23.03.2020 - 07:00 | Son Güncellenme:
Seyfettin Ersöz
Türkiye’nin, İdlib’de ilk kez radikal grupların saldırısında şehit vermesinin ardından Türk Silahlı Kuvvetleri’nin (TSK) bölgede radikallere karşı atacağı adımları değerlendiren SETA’dan Ömer Özkızılcık, 15 bin savaşçısı olan Heyet Tahrir el-Şam’ın (HTŞ) kendisini lağvetmeye zorlanması gerektiğini belirtti. Özkızılcık, “TSK diğer radikal örgütlere de Suriyeli muhaliflerin ön cephede olduğu, SİHA destekli geniş çaplı operasyonlar düzenlemeli. Bölgedeki radikal gruplara temizlik operasyonundan başka çözüm gözükmüyor” dedi.

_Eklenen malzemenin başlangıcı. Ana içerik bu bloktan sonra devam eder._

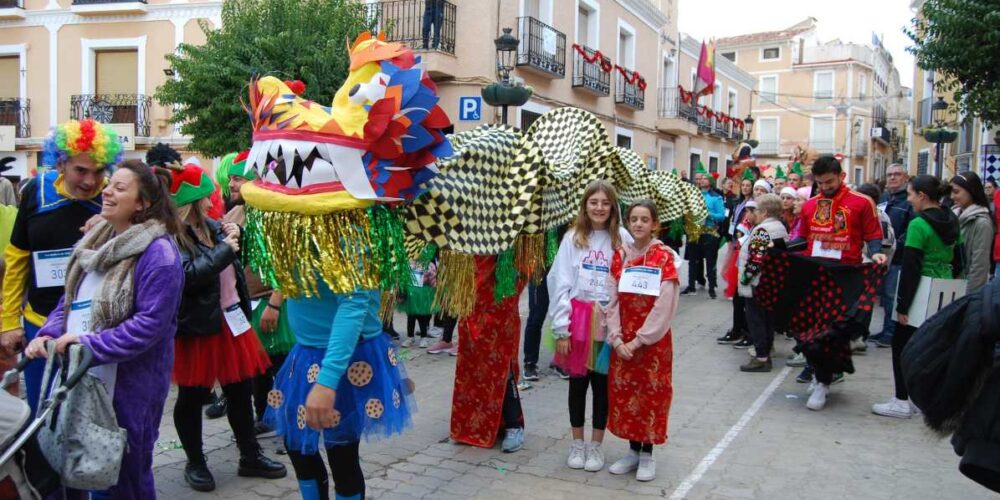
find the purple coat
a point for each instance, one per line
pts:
(143, 347)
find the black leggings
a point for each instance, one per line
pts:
(643, 447)
(345, 466)
(899, 339)
(578, 400)
(187, 418)
(411, 323)
(263, 383)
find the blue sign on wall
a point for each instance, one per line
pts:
(470, 108)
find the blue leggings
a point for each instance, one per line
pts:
(33, 371)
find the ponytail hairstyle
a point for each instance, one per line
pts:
(582, 226)
(930, 186)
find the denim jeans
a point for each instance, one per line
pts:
(887, 295)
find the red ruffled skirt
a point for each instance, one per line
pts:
(202, 361)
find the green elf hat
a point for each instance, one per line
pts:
(190, 184)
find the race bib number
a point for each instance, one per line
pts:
(592, 279)
(237, 321)
(50, 267)
(826, 253)
(79, 318)
(641, 280)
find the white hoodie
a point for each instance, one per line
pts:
(564, 280)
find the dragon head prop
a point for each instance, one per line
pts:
(328, 176)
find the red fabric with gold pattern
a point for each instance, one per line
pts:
(487, 353)
(640, 390)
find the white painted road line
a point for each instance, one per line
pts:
(706, 463)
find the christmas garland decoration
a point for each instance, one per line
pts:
(606, 65)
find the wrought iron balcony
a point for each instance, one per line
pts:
(113, 108)
(592, 70)
(420, 24)
(14, 112)
(629, 93)
(542, 47)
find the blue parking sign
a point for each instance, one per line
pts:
(470, 108)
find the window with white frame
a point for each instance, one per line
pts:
(821, 136)
(769, 88)
(823, 84)
(767, 134)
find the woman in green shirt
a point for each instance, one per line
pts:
(932, 249)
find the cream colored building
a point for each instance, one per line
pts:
(975, 149)
(833, 97)
(62, 59)
(695, 134)
(557, 37)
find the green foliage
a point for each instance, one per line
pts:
(290, 39)
(961, 40)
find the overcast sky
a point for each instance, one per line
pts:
(848, 20)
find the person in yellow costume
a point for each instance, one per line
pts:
(54, 208)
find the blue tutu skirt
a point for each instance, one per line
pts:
(374, 397)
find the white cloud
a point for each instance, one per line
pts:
(848, 20)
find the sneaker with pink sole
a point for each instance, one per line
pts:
(439, 347)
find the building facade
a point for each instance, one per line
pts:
(976, 149)
(708, 129)
(831, 98)
(62, 59)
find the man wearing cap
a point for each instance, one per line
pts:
(702, 255)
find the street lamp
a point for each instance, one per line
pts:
(939, 135)
(503, 93)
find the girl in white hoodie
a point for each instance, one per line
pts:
(578, 295)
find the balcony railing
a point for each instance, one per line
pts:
(420, 24)
(629, 93)
(14, 112)
(113, 108)
(591, 75)
(542, 47)
(95, 2)
(823, 146)
(672, 106)
(925, 115)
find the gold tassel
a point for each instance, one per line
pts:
(385, 311)
(529, 255)
(456, 284)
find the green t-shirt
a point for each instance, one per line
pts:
(937, 256)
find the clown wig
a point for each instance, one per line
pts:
(97, 140)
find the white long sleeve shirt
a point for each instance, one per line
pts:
(579, 273)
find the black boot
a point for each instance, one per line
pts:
(198, 476)
(253, 463)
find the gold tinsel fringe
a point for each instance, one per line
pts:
(333, 247)
(529, 256)
(456, 284)
(388, 306)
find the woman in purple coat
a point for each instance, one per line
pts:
(123, 288)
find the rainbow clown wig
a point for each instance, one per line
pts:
(328, 177)
(95, 139)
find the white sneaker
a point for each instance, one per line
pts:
(647, 468)
(817, 400)
(595, 458)
(626, 464)
(896, 408)
(577, 455)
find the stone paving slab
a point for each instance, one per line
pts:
(784, 451)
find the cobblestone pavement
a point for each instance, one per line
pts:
(719, 447)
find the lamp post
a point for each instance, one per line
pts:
(502, 93)
(939, 135)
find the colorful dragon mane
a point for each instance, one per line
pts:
(329, 177)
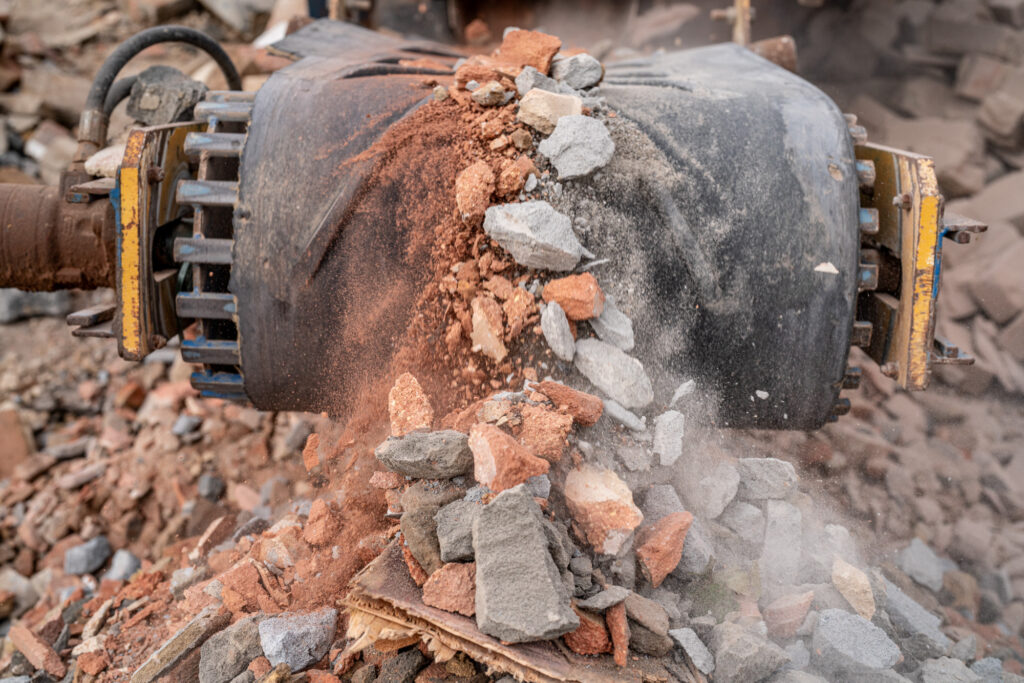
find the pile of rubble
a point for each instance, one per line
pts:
(571, 505)
(947, 80)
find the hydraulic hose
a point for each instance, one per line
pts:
(119, 91)
(92, 125)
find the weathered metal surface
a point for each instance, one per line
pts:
(47, 244)
(145, 315)
(906, 196)
(385, 589)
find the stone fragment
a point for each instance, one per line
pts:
(323, 524)
(579, 71)
(529, 78)
(619, 376)
(181, 644)
(453, 588)
(601, 506)
(580, 296)
(922, 564)
(488, 329)
(784, 614)
(499, 461)
(36, 650)
(619, 628)
(473, 188)
(762, 478)
(854, 586)
(613, 326)
(592, 636)
(669, 432)
(455, 530)
(123, 565)
(847, 644)
(88, 556)
(741, 655)
(408, 406)
(745, 520)
(605, 599)
(227, 653)
(555, 327)
(298, 640)
(659, 546)
(779, 560)
(536, 235)
(624, 417)
(420, 531)
(912, 619)
(402, 667)
(520, 595)
(694, 648)
(946, 670)
(578, 146)
(586, 409)
(542, 110)
(529, 49)
(439, 455)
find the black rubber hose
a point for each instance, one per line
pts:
(119, 91)
(161, 34)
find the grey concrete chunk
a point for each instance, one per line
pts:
(579, 71)
(520, 595)
(455, 530)
(922, 564)
(624, 417)
(912, 619)
(579, 145)
(695, 650)
(779, 560)
(609, 597)
(536, 235)
(88, 556)
(181, 644)
(298, 640)
(762, 478)
(623, 379)
(439, 455)
(529, 78)
(670, 427)
(717, 491)
(741, 656)
(557, 333)
(613, 326)
(123, 565)
(745, 520)
(947, 670)
(227, 653)
(846, 643)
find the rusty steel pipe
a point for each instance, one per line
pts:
(47, 244)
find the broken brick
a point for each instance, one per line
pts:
(453, 588)
(499, 461)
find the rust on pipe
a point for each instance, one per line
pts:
(47, 244)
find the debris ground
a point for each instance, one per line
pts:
(547, 497)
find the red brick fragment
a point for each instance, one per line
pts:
(592, 636)
(36, 650)
(660, 546)
(409, 407)
(453, 588)
(580, 296)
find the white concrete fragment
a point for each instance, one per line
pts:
(535, 235)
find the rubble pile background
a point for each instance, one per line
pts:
(147, 534)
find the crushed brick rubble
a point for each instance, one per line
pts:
(159, 536)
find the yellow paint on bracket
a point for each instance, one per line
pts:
(131, 324)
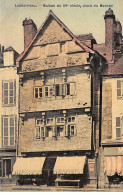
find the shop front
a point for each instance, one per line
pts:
(54, 170)
(7, 160)
(113, 167)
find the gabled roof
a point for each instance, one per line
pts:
(51, 14)
(9, 49)
(82, 37)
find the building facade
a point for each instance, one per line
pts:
(58, 137)
(111, 132)
(9, 83)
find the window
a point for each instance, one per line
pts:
(38, 92)
(0, 167)
(62, 47)
(6, 167)
(40, 129)
(60, 130)
(49, 131)
(118, 127)
(48, 91)
(70, 89)
(71, 119)
(9, 92)
(49, 121)
(9, 124)
(72, 130)
(60, 120)
(119, 89)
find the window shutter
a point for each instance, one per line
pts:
(2, 129)
(118, 127)
(118, 88)
(54, 132)
(2, 92)
(122, 89)
(60, 89)
(63, 89)
(66, 130)
(54, 90)
(37, 132)
(14, 92)
(72, 88)
(72, 131)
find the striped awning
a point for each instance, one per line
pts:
(114, 164)
(28, 166)
(69, 165)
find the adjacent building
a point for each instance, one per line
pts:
(111, 132)
(9, 83)
(58, 137)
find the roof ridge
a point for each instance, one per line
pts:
(83, 45)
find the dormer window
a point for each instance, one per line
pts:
(119, 89)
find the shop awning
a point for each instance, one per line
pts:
(69, 165)
(28, 166)
(114, 164)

Moskova’da 5 Mart’ta alınan kararlara uymayacaklarını açıklayan İdlib’deki radikal gruplar, 19 Mart’ta İdlib’in Mahammel kasabasında TSK unsurlarına saldırdı. Roketli saldırı sonucu iki asker şehit oldu bir asker yaralandı. İdlib’de ilk kez bir radikal saldırısında Türkiye şehit vermiş oldu. SETA Vakfı Güvenlik Departmanı’nda çalışan Ömer Özkızılcık, radikallere karşı atılabilecek adımları Milliyet’e değerlendirdi.
“İlk saldırı değil”
İdlib’de 19 Mart’ta iki saldırı olduğunu, birinin Şam rejimi tarafından yapıldığını hatırlatan Özkızılcık, diğer saldırıyı ise Hurras El Din örgütünün gerçekleştirdiği yönünde bilgiler olduğunu söyledi. Özkızılcık, “Hurras El Din saldırıyı reddetti. Ancak biz önceki, bu grubun TSK’ya saldırı girişiminde bulunduğunu biliyoruz” dedi.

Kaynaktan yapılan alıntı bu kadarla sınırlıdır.